Paul Mintus, z”l, died on December 27. Paul, who grew up in the Bronx and loved dancing and folk music, was a documentary filmmaker on Native American reservations. In his interview, he reflected on his parents’, as well as his own, relationship with Yiddish, shared memories of his time on the reservation, and spoke about the importance of knowing and connecting with one’s roots. Watch his full interview here.
Ruth Warshavsky Zeitlin Dropkin, z’’l, poet and daughter-in-law of Celia Dropkin, died on November 25. In her 2016 interview with the Wexler Oral History Project, Ruth reflected on her childhood in New York City and described the experience of meeting her husband, John Dropkin. She went on to share various memories and reflections on the work of her mother-in-law, the famous Yiddish poet Celia Dropkin, and to discuss her own involvement in translating some of those works. Finally, Ruth talked about her own writing projects and her relationship with Yiddish. Watch her full interview and excerpts.
Sara Tepper, z’’l, Yiddish speaker born in Poland, died in the spring. In her interview, Sara describes her family and shtetl (small town in Eastern Europe with a Jewish community) of Kletsk in the Russian Empire. She recounts her childhood experiences as an immigrant to the United States and her memories of living in the Coops Housing Cooperative and discusses the role of Yiddish throughout her life. In addition to being an amazing storyteller, Sara was a delight through all of our ongoing correspondence, and she developed warm relationships with many among our staff. Watch her full interview and excerpts.
Shura Grinhoyz-Turkow, z’’l, Yiddish actress and activist born in Bialystok, died on September 7. Shura got her start on the Yiddish stage as a young woman in Bialystok and performed with the famous Ida Kaminska Yiddish Theater in Warsaw in the post-war years. She was a tireless advocate of Yiddish culture in Israel, where she lived the second half of her life.
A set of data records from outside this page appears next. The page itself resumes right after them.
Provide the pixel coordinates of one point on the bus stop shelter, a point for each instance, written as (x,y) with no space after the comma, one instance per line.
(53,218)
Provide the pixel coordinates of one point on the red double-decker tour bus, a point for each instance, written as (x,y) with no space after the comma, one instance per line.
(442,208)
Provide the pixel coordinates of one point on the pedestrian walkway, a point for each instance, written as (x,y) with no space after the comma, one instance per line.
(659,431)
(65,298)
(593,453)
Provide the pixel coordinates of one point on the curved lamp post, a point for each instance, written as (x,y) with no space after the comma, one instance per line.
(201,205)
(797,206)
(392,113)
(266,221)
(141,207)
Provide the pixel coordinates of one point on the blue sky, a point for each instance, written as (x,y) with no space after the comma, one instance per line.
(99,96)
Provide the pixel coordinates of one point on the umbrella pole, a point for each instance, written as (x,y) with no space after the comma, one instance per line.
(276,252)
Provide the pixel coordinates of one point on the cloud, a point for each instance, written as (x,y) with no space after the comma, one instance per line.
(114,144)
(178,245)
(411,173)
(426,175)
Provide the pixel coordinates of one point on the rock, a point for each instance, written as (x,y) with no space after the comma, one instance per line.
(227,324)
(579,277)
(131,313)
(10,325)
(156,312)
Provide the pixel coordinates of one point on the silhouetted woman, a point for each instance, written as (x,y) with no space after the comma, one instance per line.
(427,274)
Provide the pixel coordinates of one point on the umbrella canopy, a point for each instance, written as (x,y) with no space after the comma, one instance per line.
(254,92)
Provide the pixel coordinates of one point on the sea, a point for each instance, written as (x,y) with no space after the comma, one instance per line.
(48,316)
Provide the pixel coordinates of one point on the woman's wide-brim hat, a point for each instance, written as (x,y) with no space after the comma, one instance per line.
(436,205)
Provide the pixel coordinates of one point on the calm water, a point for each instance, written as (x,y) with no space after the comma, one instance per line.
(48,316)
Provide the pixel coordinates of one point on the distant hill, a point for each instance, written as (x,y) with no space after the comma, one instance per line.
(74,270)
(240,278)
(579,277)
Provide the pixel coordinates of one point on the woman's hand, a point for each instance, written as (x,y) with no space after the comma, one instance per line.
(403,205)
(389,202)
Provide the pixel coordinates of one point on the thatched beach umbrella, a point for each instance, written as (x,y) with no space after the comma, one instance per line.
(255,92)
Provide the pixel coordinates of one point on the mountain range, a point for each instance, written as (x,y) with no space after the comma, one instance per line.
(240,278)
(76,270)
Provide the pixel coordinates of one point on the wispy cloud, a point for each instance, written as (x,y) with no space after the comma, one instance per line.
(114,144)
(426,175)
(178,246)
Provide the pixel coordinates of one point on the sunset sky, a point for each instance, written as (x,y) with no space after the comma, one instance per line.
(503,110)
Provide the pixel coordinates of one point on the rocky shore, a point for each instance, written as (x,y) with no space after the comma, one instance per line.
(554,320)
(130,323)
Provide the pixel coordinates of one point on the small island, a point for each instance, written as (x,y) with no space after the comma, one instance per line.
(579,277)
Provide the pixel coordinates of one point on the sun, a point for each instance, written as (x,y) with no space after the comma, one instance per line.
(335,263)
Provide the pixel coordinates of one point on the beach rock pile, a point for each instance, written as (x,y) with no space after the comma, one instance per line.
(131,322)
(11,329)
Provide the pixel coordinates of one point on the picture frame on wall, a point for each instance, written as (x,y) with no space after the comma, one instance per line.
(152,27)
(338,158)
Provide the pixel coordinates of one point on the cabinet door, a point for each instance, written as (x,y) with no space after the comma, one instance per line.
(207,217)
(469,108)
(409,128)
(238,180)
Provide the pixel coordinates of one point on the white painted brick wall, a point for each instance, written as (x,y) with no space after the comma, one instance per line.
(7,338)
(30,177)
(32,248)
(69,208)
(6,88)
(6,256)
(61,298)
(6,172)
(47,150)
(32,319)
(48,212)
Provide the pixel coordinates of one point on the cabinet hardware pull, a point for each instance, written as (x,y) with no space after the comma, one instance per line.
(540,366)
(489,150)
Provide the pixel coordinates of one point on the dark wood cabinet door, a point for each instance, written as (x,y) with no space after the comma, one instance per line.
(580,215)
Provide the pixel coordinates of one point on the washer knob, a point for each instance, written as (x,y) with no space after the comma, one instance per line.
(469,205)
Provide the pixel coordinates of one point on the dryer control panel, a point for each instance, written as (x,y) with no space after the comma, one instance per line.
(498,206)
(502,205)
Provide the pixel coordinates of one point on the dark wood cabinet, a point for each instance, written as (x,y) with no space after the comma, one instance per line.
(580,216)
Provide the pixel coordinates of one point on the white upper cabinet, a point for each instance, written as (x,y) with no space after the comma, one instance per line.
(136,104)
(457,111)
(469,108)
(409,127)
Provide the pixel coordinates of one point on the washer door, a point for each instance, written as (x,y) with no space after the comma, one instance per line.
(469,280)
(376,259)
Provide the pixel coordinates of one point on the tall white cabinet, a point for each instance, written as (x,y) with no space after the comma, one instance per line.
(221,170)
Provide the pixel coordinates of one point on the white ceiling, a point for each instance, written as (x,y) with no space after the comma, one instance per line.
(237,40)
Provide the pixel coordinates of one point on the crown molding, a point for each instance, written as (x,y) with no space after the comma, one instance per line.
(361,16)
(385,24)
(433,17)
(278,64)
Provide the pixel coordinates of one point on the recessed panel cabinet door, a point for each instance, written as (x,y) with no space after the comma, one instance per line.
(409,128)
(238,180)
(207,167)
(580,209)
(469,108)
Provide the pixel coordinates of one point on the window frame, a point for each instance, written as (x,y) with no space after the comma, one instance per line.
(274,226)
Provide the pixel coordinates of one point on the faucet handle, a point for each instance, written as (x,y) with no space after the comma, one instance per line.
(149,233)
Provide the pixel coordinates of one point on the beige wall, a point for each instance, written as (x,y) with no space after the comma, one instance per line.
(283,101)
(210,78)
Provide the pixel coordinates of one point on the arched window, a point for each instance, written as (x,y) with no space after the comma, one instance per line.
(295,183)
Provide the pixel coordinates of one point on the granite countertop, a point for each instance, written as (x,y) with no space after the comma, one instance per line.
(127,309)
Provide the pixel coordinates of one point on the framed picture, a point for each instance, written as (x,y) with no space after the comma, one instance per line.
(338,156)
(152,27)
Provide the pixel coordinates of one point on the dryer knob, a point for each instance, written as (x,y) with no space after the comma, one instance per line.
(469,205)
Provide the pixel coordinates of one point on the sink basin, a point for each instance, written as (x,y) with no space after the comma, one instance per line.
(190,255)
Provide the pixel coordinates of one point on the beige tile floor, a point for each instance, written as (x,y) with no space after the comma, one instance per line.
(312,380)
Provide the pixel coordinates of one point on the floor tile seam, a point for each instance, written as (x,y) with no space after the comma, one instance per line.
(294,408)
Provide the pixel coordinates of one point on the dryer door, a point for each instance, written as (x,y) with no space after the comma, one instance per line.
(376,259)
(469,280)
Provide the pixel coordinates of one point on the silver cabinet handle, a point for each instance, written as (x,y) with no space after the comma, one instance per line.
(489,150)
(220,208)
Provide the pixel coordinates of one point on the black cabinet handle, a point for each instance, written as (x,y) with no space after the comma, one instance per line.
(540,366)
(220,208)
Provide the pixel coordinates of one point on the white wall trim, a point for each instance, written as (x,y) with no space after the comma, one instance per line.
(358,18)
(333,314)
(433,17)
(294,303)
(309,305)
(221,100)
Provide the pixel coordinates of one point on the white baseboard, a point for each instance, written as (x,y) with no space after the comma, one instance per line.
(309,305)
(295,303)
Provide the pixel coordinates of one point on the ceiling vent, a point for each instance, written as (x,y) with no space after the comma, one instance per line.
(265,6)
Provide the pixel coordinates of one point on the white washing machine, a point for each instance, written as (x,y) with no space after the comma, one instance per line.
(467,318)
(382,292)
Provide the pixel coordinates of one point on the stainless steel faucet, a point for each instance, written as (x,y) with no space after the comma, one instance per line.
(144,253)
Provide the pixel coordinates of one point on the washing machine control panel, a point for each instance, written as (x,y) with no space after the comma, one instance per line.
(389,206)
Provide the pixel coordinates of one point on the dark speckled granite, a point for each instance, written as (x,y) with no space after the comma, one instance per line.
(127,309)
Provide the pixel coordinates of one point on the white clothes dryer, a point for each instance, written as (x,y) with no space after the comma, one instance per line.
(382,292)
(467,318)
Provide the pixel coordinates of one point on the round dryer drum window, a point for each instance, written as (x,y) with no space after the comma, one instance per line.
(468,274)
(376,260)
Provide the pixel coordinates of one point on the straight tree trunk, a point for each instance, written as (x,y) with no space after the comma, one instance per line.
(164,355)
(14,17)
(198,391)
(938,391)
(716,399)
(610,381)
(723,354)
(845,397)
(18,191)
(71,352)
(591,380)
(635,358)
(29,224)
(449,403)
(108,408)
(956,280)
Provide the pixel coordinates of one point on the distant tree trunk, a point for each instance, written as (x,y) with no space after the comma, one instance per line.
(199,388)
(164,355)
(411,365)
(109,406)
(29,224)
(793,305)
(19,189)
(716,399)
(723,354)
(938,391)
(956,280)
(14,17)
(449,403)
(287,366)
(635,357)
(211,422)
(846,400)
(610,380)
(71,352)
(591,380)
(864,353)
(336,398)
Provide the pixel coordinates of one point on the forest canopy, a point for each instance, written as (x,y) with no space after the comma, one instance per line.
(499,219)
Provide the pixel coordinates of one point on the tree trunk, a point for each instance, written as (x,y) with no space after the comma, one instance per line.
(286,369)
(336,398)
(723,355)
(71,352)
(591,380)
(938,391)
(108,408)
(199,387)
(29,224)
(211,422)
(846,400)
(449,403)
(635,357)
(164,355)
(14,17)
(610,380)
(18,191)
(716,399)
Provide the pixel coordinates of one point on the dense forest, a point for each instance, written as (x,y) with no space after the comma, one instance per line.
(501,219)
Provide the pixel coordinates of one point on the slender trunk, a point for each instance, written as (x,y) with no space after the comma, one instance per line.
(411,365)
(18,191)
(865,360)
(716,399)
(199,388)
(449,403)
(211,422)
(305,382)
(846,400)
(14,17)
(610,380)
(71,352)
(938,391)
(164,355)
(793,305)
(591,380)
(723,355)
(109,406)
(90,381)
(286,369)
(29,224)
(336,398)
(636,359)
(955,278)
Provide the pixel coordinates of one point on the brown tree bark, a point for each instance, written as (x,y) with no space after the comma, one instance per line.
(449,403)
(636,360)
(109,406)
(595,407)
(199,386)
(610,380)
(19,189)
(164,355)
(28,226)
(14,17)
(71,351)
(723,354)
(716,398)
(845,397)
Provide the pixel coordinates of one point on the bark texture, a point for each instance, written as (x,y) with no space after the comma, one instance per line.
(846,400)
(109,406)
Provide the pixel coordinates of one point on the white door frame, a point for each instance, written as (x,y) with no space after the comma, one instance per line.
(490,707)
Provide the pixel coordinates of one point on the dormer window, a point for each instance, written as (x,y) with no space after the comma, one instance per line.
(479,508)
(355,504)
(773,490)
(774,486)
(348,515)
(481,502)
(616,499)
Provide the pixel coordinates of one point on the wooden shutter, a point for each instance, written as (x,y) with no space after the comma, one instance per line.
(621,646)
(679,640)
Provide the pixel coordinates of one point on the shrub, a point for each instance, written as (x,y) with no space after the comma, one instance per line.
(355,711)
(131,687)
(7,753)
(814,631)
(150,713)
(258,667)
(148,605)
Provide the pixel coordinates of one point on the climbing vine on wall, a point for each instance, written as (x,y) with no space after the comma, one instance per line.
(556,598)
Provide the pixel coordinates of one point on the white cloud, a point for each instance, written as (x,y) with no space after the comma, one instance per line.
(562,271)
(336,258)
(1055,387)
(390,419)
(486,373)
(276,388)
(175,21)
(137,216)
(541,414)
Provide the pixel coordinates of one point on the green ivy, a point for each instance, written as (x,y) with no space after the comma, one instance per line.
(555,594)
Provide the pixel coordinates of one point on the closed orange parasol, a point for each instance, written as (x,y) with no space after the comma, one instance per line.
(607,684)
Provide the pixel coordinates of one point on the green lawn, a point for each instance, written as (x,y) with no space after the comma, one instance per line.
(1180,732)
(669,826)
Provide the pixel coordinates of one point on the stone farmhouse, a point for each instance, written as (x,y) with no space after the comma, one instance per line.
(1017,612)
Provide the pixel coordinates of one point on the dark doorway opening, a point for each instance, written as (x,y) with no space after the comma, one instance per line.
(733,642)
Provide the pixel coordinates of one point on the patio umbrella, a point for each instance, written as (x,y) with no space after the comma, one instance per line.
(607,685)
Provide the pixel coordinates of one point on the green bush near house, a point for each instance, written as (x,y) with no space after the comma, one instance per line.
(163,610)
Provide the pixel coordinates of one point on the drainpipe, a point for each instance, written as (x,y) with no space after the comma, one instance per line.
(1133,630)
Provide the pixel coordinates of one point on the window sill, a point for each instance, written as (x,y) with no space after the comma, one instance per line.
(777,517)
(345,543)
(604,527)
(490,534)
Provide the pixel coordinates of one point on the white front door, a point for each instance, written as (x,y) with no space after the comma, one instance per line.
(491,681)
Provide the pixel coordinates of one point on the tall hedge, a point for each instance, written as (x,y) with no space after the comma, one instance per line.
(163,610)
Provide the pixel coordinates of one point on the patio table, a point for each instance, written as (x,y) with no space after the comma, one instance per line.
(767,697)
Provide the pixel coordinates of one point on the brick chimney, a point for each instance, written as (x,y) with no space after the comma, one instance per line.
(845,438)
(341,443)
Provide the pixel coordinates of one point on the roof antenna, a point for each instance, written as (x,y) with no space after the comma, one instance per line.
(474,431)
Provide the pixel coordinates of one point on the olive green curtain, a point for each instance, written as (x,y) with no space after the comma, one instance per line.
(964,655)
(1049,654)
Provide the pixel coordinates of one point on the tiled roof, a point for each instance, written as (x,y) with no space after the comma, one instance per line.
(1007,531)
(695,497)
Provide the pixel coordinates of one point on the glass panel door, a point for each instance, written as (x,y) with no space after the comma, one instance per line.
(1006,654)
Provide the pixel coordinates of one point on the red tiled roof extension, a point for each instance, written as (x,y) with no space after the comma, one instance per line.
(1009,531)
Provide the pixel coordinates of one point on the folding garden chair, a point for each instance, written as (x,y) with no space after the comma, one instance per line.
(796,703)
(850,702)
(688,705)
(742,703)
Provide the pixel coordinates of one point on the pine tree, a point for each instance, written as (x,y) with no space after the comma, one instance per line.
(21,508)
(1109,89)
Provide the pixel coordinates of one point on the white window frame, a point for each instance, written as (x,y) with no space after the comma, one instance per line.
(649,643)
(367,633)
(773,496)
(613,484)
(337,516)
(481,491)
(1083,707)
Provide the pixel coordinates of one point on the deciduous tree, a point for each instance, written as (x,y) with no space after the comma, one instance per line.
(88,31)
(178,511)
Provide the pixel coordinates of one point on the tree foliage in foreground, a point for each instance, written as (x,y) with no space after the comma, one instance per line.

We had the fortune of getting to know and interview Shura in Tel Aviv in 2014. Watch her full interview and excerpts.
William (Volfke Zev Gdud) Good, z”l, physician and survivor of the Holocaust, died on December 25. Born in 1924, he grew up near Vilna and, after World War II, studied medicine in Italy before eventually immigrating to the United States. William spoke ten languages and was a beloved community physician in La Puente, California, where he was known for his kindness, humor, and devotion to his patients. He was interviewed for the Project in 2016 by Christa Whitney, with whom he also traveled to Lithuania in 2019 as part of the Helix fellowship. In his 4-hour interview, William shares many stories of his childhood in Lithuania, as well as memories of the Holocaust and his experiences in Italy and the United States. Watch his full interview and excerpts.
Zeva Greendale Roschko, z’’l, Yiddish teacher, former public-school teacher, and activist, died on July 28. Zeva was born in Brooklyn, New York, in 1925 to parents who had come to the United States from Ukraine and Poland. She grew up immersed in Yiddish culture, studying Yiddish through mitlshul (high school) and attending Camp Kinderland, which had a profound impact on her. In her interview, Zeva also discusses her experiences as a teacher in the New York City public school system, her connection to synagogue life through her second husband, and her love of Yiddish folk music. Zeva remained dedicated to Yiddish language and culture throughout her life, continuing to teach and promote Yiddish through her later years. Watch her full interview and excerpts.